Black stories and talents do not receive enough respect to be able to achieve and operate under the sublime. Williams’ script invents characters who all take their coffee differently. It calls for audiences to pay attention to how they pour and drink their booze. We get to know them by the rhythms of their footsteps on the wood floor. And we must hear these men just…talk. They may shut up long enough to down a shot or play dominoes or sing a song, but mostly they just want to communicate to each other and loved ones who are not there.
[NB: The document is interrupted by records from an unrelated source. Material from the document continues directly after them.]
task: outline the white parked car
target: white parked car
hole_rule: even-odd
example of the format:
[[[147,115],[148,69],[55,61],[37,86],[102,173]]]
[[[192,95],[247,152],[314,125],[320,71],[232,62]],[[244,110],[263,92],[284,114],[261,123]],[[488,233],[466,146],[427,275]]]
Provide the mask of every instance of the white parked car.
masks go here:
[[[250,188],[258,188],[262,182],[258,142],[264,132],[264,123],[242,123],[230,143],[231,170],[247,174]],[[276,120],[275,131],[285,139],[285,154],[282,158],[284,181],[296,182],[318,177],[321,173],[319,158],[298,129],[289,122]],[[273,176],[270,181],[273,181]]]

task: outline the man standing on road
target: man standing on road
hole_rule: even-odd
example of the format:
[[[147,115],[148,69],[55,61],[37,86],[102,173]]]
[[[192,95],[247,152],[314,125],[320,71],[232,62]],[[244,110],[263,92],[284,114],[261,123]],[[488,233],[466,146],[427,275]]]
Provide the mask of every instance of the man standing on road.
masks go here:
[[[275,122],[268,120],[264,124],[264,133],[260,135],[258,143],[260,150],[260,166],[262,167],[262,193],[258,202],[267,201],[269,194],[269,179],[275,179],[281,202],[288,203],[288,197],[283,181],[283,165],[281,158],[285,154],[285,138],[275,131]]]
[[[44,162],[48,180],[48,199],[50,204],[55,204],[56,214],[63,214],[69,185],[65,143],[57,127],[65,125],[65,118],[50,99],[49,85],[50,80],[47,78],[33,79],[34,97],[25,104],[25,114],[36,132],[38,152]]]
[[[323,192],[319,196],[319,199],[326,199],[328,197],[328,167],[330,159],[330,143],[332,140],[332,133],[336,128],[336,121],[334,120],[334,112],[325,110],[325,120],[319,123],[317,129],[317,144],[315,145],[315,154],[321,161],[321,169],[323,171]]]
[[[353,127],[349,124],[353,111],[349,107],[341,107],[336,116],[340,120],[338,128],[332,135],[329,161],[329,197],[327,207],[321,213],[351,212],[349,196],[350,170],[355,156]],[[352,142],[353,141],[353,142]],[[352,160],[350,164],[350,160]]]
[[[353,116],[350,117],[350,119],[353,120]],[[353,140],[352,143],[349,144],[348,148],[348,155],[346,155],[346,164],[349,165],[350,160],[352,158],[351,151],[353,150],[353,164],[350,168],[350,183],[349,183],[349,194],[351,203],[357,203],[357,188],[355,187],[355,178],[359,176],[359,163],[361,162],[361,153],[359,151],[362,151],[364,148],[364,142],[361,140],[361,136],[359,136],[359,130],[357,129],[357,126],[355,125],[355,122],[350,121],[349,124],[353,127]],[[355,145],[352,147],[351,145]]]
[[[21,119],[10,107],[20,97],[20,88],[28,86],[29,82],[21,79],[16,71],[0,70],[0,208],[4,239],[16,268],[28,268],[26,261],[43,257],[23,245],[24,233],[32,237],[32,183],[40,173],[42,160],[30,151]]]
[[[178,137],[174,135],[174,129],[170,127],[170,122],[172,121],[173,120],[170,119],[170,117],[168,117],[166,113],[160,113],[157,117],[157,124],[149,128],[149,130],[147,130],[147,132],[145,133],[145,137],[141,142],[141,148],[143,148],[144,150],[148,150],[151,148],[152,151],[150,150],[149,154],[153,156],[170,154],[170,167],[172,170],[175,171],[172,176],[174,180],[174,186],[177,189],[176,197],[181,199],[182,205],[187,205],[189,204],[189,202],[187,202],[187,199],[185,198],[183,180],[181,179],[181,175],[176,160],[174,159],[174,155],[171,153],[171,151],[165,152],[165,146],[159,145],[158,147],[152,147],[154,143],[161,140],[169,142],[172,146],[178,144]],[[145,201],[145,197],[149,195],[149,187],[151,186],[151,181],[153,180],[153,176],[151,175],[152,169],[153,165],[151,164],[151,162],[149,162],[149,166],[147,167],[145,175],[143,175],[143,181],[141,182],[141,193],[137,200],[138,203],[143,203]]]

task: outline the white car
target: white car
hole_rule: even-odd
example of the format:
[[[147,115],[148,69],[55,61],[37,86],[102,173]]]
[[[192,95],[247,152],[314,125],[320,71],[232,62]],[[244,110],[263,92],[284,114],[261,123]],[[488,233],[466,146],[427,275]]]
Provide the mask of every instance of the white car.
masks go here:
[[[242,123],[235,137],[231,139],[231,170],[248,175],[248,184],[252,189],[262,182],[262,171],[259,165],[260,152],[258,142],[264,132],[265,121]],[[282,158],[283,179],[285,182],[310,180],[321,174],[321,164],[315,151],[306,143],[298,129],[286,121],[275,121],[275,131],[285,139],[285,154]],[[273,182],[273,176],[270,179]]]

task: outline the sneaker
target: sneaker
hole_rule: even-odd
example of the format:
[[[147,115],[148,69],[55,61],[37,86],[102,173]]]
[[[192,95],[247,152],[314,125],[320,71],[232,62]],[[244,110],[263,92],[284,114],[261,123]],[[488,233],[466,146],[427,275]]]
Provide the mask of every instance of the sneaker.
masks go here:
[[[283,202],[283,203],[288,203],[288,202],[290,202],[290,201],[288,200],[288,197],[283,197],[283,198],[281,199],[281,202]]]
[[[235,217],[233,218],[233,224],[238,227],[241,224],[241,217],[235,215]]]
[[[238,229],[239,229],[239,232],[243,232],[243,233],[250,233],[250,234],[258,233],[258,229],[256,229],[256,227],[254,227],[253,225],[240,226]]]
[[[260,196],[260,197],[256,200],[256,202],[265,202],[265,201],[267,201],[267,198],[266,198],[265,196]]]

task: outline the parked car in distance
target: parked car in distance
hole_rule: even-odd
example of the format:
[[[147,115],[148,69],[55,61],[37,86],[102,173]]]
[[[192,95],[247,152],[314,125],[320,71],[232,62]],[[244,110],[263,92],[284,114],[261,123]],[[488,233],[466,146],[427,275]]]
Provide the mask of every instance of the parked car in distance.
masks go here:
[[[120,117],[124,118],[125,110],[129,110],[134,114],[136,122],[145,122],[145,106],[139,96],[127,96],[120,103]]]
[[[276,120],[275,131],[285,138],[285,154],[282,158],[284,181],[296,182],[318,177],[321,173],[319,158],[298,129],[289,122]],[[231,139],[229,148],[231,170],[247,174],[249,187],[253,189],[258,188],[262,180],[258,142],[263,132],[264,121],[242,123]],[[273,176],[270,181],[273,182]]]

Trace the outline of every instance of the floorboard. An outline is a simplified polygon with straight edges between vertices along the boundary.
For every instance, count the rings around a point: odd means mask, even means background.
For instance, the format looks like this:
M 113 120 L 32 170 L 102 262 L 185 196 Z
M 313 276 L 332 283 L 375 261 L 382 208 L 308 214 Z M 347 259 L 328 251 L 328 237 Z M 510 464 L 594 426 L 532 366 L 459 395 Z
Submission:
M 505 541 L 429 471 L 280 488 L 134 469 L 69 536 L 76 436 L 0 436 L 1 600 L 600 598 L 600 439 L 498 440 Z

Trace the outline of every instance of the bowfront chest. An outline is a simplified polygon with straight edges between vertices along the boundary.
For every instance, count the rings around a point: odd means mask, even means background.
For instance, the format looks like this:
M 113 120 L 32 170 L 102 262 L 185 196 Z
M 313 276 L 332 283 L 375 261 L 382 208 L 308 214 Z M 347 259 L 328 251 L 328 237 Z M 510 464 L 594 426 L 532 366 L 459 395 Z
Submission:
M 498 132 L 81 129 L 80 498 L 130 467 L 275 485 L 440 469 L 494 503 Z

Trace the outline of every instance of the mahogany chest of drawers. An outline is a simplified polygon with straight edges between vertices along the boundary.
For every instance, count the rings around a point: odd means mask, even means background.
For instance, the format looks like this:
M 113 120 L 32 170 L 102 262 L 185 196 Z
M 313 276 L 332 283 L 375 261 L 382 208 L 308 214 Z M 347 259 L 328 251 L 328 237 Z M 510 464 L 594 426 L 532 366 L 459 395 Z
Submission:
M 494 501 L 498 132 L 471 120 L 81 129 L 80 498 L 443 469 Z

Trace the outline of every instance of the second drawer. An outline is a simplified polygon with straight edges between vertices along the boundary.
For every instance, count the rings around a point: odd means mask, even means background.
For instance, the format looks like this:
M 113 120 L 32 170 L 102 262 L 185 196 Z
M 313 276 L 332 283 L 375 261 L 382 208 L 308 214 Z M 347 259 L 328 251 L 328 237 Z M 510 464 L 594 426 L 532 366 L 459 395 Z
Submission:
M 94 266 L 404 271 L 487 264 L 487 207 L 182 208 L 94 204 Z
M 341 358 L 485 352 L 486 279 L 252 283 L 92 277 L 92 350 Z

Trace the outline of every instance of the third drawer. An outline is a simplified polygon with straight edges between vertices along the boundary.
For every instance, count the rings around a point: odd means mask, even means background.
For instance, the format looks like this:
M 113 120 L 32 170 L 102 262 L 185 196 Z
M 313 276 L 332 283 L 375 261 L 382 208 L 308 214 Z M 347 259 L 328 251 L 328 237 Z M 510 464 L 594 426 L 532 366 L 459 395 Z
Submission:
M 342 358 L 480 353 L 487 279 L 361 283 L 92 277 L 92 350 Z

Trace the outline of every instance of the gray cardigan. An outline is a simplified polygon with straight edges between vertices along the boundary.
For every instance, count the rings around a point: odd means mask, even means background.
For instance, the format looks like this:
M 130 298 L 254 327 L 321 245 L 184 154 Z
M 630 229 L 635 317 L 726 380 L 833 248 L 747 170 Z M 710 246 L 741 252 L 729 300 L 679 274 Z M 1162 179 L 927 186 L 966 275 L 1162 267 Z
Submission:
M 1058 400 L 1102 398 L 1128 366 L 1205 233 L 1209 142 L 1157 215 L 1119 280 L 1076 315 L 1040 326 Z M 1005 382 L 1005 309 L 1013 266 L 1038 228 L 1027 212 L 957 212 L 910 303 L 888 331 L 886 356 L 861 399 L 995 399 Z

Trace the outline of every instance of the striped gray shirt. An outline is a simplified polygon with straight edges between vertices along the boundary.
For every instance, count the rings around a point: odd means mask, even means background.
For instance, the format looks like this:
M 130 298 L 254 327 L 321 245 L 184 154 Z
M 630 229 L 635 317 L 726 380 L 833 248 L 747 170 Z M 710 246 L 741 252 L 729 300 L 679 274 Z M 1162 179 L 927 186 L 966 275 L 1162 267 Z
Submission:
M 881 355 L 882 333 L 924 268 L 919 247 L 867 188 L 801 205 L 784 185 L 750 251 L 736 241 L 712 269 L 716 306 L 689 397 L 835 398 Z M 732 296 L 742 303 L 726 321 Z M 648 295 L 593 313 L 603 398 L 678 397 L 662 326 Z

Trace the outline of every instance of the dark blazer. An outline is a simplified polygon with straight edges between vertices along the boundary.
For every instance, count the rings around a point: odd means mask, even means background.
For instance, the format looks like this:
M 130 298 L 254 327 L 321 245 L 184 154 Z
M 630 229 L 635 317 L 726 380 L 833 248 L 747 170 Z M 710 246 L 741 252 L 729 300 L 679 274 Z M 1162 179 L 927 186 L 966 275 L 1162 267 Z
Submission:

The story carries two opposing arcs—one of things and people building back up, and one of things and people falling apart—and it needs not just the actors but the audience to feel a set point where both those arcs briefly intersect.
Stalling as “George” and Rogers as “Caleb” anchor the production in steadied, mature performances as men who are not black, fathers, or sons—but just grown men: the type who watch football after Thanksgiving dinner or sit strongly in hospital waiting rooms or open the doors to the church. And the moments Williams shows us of their lives makes us want to see these men much further in that way. Her work leads us to believe we will actually keep watching this play to get to do so. But the story, simple as it seems, is not nearly that simple after all.
Sins of the Father, written by Synthia Williams and directed by Sonia L. Surrat, runs at eta Creative Arts Foundation until Sunday, October 25th. Performances Fridays and Saturdays at 8 p.m., Sundays at 3 p.m.
About the playwright: Synthia Williams is a native of New Jersey, holds an M.F.A. in Writing from Spalding University and a B.A. from the University of North Carolina at Chapel Hill in Radio, Television and Motion Pictures. Three of her plays (Sisters, Sins of the Father, and Boxing Memories) have been produced, with Sins of the Father being accepted into the National Black Theatre Festival and the Atlanta Black Theatre Festival in 2013. Her most recent work, Domestic Damages, will premier in 2016. She is currently the Associate Artistic Director of New African Grove Theatre Company in Atlanta, Georgia.